Financial information is very useful for insurance companies. They know that people who have a good credit history make fewer claims, and consequently they are wary of those with poor ratings.

What they really do is use this data for risk assessment, which takes your habits, lifestyle, health, and tobacco use, along with your credit score, into consideration. Consequently, your credit score is a factor that can cause your risk assessment to be higher or lower. If it raises your risk, one of two things can happen: you can be denied coverage, or more frequently, your premiums will be higher.

On the other hand, if your credit is good, it might make things easier for you during the underwriting process, both for temporary life insurance and permanent life insurance. If this is the case, you might also have lower premiums, because your risk is lower.

To make these calculations, insurance companies use very sophisticated software that processes information and assesses risk. The more information the insurance company has, the more accurate the risk rating calculated with the algorithms the insurance company’s software uses is. All this credit information helps the insurance company to obtain more accurate results, thereby allowing customers access to lower prices.

How to Repair Your Credit History

As you can see, your credit history is a key factor in achieving a stable financial situation, and can be very important when purchasing life insurance. The problem is that many people have very poor credit.

If you are one of them, you should know that bad credit can also be improved. Here are a few tips that can help:

  • Request a copy of your credit report frequently. Credit companies and financial institutions can provide you with your record so that you can always be aware of what is happening with your financial situation. It is important to request your credit report from all three of the rating companies, because they can sometimes have incorrect information. To make a claim, write a letter to the credit rating company to let them know about the mistake. Explain that you want the information corrected or deleted from your record. Attach a letter to your credit history which clearly states what the error is and provide documentation to prove your claim. Always send this information via certified mail and request acknowledgement of receipt.

  • File a claim when you find a mistake. If your record contains errors, file an objection. Contact the companies and defend your rights, because you are the one who will suffer the consequences of poor credit.

  • Pay your bills. If you pay outstanding debt, your credit history will improve rapidly.

  • Use bills from public utilities. If you pay your bills for utilities, you can use these invoices and receipts to improve your credit history.

  • Take out a credit card from a store. If a store offers you a credit card, and you pay the bills, you will improve your credit score. But if you don’t need one, then it’s better not to request it. Paying and lowering the balances on your cards will increase your credit score.

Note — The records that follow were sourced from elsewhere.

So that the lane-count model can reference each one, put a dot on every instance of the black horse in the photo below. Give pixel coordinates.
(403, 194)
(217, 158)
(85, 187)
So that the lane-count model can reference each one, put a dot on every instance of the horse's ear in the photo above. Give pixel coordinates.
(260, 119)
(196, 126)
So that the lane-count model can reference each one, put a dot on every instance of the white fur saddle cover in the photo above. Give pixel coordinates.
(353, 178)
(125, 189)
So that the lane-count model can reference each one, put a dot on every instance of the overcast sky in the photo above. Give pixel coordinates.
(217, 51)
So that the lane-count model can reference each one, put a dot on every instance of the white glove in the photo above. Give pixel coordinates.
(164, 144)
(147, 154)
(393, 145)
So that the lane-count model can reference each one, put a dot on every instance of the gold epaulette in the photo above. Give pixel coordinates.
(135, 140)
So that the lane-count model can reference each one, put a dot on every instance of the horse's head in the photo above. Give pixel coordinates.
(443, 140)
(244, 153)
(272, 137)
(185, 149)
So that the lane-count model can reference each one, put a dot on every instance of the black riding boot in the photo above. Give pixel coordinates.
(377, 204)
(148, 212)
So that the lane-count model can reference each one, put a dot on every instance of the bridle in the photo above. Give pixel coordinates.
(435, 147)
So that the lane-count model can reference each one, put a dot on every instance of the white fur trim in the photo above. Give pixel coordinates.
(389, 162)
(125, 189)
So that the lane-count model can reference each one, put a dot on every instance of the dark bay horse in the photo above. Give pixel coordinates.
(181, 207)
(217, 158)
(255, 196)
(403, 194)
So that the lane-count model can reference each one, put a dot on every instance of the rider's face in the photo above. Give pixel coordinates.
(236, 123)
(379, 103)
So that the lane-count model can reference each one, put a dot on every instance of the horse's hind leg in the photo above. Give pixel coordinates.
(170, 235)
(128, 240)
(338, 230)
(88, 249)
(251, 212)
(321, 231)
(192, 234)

Another situation that can occur is that you have no credit history. Having credit requires discipline and proper planning. To do this, start by applying for a credit card with your bank. When doing so, you should take a few important factors into consideration. These include:

  • The annual interest rate. Ask if the interest rate is variable, and how much it can vary throughout the year.

  • Annual fees. Many cards charge a fee just to have them.

  • Grace period. This is the time you have to pay the credit card before they start to charge you interest.

  • Fees. Credit cards can have a lot of fees attached to them. Make sure you are aware of how much it will cost you to maintain it.

By now, you understand how important having good credit is. And when applying for life insurance, it can be a key factor in determining whether you are approved or not. Be vigilant of your credit information, because it can help you in many ways.